False positives in hifenation is a complaint since:
Unless there is a way to selectively disabling a list of terms in the post-reform-compounds.txt (for pt-BR) you need to revert all changes to it since 82083f9
While checking the new code in grammar.xml, I get an exception in one of your rules:
Running pattern rule tests for Portuguese… The Portuguese rule: HIFENIZADOR_VERBOS_1[1] (exception in token [1]), token [1], contains “como|para|casa” that is not marked as regular expression but probably is one.
I did the test after implementing Yakov’s “há n tempo atrás” rule improvement.
@Daniel
If in the past, simple unfitteness could be an acceptable excuse, now it is quite obvious to anyone following this that Marco is intentionally hindering the project.
Sorry to keep pulling you into this, but, I believe there is a need for arbitrage here.
Removing all the two term verbal form compounds isn’t the answer.
We shall see with today’s diff if the purge I did solved the problem.
And the Brazilian guys usually have the second part of the verb before the verb, so I believe my fix will work.
@dnaber@tiagosantos
I am not hindering the project, I just want it to work as good and accurate as possible. There is no point in having tons of rules if they produce tons of false positives.

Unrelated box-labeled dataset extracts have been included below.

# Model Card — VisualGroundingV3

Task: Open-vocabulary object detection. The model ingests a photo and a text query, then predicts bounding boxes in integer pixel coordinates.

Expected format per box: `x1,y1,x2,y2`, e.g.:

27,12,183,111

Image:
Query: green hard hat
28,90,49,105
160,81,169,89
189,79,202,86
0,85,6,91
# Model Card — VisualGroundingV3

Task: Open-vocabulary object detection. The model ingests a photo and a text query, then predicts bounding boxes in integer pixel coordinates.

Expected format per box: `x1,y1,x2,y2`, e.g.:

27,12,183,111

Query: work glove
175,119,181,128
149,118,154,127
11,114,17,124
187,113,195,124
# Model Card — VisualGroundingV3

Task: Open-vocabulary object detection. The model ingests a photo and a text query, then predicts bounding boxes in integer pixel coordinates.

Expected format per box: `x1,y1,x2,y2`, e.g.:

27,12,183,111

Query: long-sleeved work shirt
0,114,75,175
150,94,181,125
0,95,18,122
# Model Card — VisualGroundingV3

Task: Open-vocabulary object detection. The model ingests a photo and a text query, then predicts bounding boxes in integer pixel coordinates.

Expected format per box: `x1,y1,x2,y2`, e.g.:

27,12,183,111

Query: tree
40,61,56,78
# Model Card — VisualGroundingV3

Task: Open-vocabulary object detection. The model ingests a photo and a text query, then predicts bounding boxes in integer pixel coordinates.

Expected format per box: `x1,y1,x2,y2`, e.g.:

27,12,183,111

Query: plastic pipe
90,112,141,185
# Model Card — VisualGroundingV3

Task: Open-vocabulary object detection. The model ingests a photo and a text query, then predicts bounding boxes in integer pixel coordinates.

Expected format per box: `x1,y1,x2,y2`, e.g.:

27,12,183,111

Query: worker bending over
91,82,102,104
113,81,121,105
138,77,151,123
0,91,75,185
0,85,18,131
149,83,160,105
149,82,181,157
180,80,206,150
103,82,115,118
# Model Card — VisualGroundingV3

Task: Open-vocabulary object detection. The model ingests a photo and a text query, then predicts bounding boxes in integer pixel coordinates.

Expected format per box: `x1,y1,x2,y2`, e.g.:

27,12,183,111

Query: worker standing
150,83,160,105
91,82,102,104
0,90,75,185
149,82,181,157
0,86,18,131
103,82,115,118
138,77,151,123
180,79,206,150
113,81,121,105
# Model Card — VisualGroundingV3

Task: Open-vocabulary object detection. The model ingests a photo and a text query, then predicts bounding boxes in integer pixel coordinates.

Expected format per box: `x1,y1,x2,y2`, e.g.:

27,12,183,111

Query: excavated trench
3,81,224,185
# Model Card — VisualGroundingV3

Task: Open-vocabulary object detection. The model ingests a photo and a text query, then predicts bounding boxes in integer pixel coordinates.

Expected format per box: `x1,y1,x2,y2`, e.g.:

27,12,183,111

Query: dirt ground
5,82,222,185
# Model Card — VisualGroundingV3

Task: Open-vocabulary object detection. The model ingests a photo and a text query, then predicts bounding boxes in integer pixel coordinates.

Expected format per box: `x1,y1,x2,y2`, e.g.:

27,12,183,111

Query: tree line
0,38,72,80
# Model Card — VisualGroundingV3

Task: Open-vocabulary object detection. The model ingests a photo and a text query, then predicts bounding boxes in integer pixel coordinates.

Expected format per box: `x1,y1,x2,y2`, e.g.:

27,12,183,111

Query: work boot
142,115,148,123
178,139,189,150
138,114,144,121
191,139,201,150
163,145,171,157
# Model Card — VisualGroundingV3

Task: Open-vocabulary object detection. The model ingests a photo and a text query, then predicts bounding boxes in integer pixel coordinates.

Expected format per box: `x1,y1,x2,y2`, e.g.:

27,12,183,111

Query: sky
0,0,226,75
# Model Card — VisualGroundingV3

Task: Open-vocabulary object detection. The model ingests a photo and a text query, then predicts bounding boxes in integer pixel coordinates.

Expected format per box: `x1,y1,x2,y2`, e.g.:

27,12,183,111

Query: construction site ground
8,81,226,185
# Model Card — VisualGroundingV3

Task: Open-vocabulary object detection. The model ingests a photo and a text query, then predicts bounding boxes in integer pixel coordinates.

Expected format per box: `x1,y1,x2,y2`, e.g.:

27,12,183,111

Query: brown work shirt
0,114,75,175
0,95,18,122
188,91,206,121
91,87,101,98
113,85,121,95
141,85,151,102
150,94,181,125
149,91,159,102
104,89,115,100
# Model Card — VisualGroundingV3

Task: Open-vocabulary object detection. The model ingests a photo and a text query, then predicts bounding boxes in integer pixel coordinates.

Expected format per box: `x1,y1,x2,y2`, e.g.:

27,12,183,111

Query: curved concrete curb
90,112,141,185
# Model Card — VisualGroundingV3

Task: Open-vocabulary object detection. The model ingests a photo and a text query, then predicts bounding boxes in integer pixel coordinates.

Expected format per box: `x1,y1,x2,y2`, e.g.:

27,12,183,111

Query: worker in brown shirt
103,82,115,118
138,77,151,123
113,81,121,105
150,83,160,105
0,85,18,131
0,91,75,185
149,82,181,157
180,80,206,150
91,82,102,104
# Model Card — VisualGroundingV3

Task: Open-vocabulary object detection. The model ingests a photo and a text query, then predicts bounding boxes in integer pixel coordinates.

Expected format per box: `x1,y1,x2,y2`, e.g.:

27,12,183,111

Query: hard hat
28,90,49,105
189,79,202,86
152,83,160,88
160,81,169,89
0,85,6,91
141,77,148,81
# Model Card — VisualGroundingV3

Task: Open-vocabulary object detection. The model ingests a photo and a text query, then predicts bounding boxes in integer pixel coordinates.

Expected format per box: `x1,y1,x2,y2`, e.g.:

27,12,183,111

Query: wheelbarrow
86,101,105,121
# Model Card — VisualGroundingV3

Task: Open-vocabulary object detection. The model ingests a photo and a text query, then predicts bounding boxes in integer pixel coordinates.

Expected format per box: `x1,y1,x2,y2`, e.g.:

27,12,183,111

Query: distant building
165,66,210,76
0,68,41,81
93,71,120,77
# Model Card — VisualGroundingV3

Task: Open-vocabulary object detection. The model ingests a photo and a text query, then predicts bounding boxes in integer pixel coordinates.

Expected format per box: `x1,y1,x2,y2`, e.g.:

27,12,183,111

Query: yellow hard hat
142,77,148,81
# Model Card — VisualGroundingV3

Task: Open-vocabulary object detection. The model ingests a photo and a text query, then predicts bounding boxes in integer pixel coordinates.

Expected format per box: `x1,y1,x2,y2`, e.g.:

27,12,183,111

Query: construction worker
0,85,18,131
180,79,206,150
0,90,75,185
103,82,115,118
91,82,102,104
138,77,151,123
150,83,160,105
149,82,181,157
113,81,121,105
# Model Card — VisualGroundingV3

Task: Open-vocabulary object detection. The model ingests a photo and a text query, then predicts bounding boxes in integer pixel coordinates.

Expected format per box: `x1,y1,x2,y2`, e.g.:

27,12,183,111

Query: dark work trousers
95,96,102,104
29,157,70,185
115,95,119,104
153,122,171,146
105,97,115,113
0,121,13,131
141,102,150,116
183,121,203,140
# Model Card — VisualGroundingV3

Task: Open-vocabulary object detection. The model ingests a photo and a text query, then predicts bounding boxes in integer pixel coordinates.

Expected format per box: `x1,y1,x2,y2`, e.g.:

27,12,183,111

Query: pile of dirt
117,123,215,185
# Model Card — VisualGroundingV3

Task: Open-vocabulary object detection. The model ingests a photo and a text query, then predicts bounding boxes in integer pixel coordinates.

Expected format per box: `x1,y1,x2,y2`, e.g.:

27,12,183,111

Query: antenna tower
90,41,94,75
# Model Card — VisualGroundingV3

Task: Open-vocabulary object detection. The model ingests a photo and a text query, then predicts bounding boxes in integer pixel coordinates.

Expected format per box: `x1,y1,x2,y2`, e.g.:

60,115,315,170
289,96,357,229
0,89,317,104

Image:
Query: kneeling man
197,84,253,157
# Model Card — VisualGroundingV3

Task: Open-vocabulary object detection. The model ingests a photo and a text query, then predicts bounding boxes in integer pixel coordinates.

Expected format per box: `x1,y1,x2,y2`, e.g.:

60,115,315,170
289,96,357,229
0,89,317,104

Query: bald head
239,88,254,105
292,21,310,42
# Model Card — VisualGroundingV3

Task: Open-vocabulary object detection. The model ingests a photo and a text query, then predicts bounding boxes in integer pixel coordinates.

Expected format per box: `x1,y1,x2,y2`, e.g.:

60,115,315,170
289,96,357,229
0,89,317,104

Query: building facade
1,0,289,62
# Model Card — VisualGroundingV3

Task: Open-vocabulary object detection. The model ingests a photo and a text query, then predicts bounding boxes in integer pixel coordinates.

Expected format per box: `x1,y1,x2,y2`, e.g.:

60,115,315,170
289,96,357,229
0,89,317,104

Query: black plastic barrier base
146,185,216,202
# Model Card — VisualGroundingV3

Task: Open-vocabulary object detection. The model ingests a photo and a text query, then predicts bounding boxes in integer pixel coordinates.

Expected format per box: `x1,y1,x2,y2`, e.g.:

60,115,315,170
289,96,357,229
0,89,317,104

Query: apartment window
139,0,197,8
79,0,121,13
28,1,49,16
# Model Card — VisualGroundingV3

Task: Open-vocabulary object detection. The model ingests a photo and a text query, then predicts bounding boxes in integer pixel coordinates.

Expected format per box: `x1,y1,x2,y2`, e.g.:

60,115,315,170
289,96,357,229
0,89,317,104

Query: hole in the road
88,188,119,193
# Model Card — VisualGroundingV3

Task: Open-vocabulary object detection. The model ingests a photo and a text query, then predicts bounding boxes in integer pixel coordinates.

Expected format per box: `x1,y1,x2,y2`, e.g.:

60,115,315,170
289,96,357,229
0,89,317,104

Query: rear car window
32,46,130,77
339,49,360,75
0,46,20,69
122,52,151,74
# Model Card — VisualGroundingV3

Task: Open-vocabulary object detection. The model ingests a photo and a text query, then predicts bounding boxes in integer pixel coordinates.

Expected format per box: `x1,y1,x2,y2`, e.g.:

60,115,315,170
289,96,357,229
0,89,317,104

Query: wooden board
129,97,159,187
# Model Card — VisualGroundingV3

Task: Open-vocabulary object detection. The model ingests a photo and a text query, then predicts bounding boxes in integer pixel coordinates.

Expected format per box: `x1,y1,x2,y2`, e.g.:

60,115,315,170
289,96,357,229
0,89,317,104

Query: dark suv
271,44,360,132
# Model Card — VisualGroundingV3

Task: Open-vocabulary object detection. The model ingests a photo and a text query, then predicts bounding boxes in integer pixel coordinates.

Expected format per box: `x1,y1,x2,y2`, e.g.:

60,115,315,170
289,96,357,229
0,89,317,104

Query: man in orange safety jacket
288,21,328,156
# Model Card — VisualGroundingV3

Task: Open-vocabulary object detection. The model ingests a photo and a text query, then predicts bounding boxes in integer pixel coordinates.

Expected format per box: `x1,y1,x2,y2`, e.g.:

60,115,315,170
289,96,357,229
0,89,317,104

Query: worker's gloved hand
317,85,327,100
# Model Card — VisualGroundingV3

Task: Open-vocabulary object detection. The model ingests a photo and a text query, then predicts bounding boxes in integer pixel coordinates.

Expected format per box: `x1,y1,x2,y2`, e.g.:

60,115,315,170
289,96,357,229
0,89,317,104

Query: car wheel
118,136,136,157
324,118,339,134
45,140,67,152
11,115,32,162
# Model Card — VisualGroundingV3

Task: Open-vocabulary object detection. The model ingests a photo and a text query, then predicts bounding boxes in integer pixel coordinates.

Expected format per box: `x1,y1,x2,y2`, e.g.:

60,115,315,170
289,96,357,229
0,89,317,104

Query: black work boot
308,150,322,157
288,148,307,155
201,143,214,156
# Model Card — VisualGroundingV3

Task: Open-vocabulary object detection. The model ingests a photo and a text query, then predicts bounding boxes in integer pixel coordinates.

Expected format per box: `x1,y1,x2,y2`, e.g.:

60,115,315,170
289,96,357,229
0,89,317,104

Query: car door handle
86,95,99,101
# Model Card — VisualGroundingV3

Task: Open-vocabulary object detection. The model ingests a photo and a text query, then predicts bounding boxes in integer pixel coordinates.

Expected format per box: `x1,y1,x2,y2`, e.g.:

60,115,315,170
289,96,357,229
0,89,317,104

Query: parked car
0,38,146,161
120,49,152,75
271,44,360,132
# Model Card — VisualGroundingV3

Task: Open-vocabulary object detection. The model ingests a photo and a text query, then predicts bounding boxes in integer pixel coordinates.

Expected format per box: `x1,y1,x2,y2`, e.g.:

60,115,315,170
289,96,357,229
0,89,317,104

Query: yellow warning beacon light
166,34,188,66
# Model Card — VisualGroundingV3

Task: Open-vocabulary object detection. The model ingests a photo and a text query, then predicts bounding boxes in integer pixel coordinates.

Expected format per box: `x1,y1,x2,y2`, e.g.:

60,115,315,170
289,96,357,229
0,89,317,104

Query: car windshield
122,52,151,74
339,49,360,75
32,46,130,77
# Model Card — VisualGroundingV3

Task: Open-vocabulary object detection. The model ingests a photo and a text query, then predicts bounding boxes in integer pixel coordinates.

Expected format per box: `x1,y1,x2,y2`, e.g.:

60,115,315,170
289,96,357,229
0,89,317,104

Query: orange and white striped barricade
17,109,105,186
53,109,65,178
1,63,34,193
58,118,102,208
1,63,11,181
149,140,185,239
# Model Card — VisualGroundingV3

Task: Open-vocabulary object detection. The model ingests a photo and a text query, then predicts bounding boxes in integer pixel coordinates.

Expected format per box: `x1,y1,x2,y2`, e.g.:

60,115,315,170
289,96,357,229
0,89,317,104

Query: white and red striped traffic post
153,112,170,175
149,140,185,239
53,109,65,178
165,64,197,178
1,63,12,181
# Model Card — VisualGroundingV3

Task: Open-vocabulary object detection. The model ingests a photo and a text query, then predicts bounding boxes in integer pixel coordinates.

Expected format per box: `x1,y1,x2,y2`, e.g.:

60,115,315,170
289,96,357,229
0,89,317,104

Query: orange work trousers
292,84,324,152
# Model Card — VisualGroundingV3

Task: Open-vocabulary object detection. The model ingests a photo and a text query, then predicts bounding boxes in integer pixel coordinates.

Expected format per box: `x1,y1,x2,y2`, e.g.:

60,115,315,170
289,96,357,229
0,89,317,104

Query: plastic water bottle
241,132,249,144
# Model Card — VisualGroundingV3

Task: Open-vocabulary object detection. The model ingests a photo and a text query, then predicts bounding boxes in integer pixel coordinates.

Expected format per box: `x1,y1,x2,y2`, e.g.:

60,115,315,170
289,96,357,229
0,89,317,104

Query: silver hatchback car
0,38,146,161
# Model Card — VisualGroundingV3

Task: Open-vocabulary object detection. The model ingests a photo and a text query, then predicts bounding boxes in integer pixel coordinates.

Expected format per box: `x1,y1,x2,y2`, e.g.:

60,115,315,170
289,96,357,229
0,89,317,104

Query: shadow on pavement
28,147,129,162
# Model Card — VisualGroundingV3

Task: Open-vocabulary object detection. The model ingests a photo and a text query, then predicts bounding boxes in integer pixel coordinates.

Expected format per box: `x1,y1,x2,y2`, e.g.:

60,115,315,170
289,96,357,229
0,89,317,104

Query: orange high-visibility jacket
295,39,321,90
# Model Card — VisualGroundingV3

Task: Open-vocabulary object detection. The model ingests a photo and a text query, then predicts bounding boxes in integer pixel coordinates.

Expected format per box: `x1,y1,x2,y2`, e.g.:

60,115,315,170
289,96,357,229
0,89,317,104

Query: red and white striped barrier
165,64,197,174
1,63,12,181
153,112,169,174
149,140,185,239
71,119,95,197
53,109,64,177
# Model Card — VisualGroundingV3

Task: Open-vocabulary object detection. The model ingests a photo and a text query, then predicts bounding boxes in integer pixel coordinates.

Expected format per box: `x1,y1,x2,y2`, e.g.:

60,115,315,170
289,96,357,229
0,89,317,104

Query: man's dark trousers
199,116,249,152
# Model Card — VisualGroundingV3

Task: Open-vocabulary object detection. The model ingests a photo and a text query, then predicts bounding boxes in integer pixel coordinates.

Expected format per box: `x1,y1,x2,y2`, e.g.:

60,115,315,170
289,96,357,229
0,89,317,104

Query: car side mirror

This is not about what I want.
I have nothing against mass additions to the files. Had you done such work in the past and I might not be here in the first place.
But, your solution is not “fixable” because it excludes users of Brazilian Portuguese.
I am from Portugal. Speak portuguese. Brazilian users also have CGooGR and Lightproof, both solutions that I had considered porting from scratch to European Portuguese.
Despite all that, common language assets must be developed accomodating both language variants and Brazilian Portuguese user base is 20 times larger than the one from Portugal.
You might have noticed that I created a directory for pt-PT. It is not active yet, but once I figure out how it will be. After that, solutions like yours can become more palatable, if done right.
Please, let me avoid these type of Monty Pythonesque situations again.
That commit is from the 05th November.
If we consider the detections introduced by rule HÁ-ATRÁS, there was 43 hits on the regression test of 5th November. But they don’t change results since they change only suggestions and whitespaces in the pattern.
So… 113 matches that you do not even know from where they come from and you still think it is a good solution having 120k or random words added? It seams to me that it is not reviewable even by you since you can not find the errors it introduces and I believe it is not up to me, to find them, is it?
I told you before, and I reaffirm:
Put your name in the file, if you want to, but revert your changes.
They do not had nothing that is not done in a easier to maintain way, by a rule.
More, if you find any way to compress my rules into a lower number of total rules, please, tell me and I will also do it.
@tiagosantos
Tiago, I am very stressed and can’t think properly right now.
Could you please revert my changes in the 120k compounds then?
In January I will try to add compounds to it but only words and not verbs.
I will have to analyse the words in the pt_PT speller to see which ones are not verbs and it will take a long time.
Right now I need to dedicate more time to the PhD project since next week I will be a few days in the North with the PhD coordinator and won’t have the chance to do much.
Tiago, I noticed the other day that one of the redundancy rules you added already existed added by me months ago, the “hemorragia de sangue” which means there are two rules for the same.
Sure Marco. I will just replace the word list and leave the header as you saw fit.
I am certain you will add many more words in due time. The verbs are already covered.
This is an extra, so focus on the PhD. No need to do much. Just consistent improvement over time. We will get there.
No worries. I will review coverage and comment out the redundant one.